Umran Dergisi Eylül 2023/349. Sayı Çıktı!

 

VEFATININ 50. YILI VESİLESİYLE

MALİK BİN NEBİ’Yİ OKUMAK

Ölü/Öldürücü Fikirler, İdeolojik Savaş Ajanları ve İmkânlar

 İnsanlığın ve İslâm âleminin çok boyutlu sömürüye maruz kalmasının sebeplerini irdeleyen ve mevcut vaziyetten çıkış için yol arayan düşünürleri tanımak, durumu dirayetle değerlendirip teklifler sunabilmemiz açısından büyük önem arz etmektedir. Bu yüzden Müslümanların durumunu ve Batı medeniyetinin/kültürünün başarısını çözmeye odaklanan Cezayirli düşünür ve büyük Müslüman entelektüel Malik Bin Nebi’nin (1905-1973) fikirlerini vefatından yarım asır sonra tekrar okumak gerekiyor.

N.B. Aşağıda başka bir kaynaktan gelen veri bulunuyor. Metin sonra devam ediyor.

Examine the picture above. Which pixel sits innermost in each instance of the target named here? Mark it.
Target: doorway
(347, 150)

Malik Bin Nebi, Müslüman toplumların kültürel ve entelektüel açıdan yeniden canlandırılması konusundaki fikirleriyle tanınıyor. Aynı zamanda Kur’ân Mucizesi adlı eserinin Arapçaya tercümesi süreci ve diğer tecrübeleri ışığında İslâm ülkelerinde kültürel hayatla ilgili aksaklıklara dikkat çekiyor ve bazı temel şartların teşekkülünü lüzumlu görüyordu. Mesela ona göre bu ülkeler arasında ölü ve öldürücü fikirleri aşan, hayat veren fikirlerin yaşayabilmesi için gerekli kültürel ilişkiler ağı mevcut değildi. Mutluluğun, huzurun tüketime değil, kültürel alışverişin yoğunluğuna bağlı olduğunu; serbest zamanların yaratıcılığa, birlikte yaşama kültürünün geliştirilmesine imkân verdiğini de anlatır dolaylı olarak. Tüm bunların elan bundan yarım asır öncesinden çok farklı bir manzara arz ettiği söylenemez. Peki, Bin Nebi, kötümser biri mi? Elbette hayır. Raşid Bin İsa’nın deyimiyle “Kötümserlik imanla bağdaşmaz ve iman ise Allah’tan ümidi hiç kesmemektir.” Bu, aynı zamanda, nasıl bir toplumda yaşamak istediğimizi ve hayata verdiğimiz anlamın niteliğini gösterir.

Malik Bin Nebi, İslâm âlemi muazzam siyasi, sosyal ve ekonomik zorluklarla boğuşurken aklın sesi ve Müslüman toplumun yeniden doğması için yapılması gerekenlerin savunucusu kimliğiyle ortaya çıktı. Kendisi medeniyetin, insan, toprak ve zaman denklemi çerçevesinde anlam kazandığını belirtmiş, çağına şahitlik etmiş, yaşadığı dönemin düşünce ufkunu genişletmiştir. Ona göre, herhangi bir medenileşme sürecinde merkezî güç insandır ve o olmadan diğer iki unsurun hiçbir değeri yoktur. Eserlerinden ve yazılarından dilimize çevrilenleri okuyan herkes bunu teslim edecektir. Bin Nebi Türkiye’de 1960’ların sonlarından itibaren bilinen bir isim. Son yıllarda ülkemizde ve dünyada düşüncelerine dair incelemelerin artması onun hakkıyla tanınma sürecinin hız kazandığını gösterir. Özlenen uyanışımız ve kültürel dirilmenin ifade edilmesinde inançlı bir aydın olarak tefekkür dünyamıza katkı sunmuştur. Yarım asır evvel aramızdan ayrılmasına rağmen düşünceleri dünyada, İslâm âleminde, Asya ve Afrika’da yaşananları aydınlatacak niteliktedir. Mesela buralarda yaşanacak değişimin Tanca’dan Cakarta’ya kadar insanlık tarihini etkileyecek bir dalga meydana getireceğini yazdı. Medeniyet ve insanlık sorunu gördüğü problemlere köklü ve uzun vadeli çözümler aradığından çabaları da bu yönde gelişti. Söz gelimi ona göre sömürgecilik sorundur fakat buna yol açan sömürüye elverişli olmak da en az sömürü kadar konuşulması gereken bir problemdir.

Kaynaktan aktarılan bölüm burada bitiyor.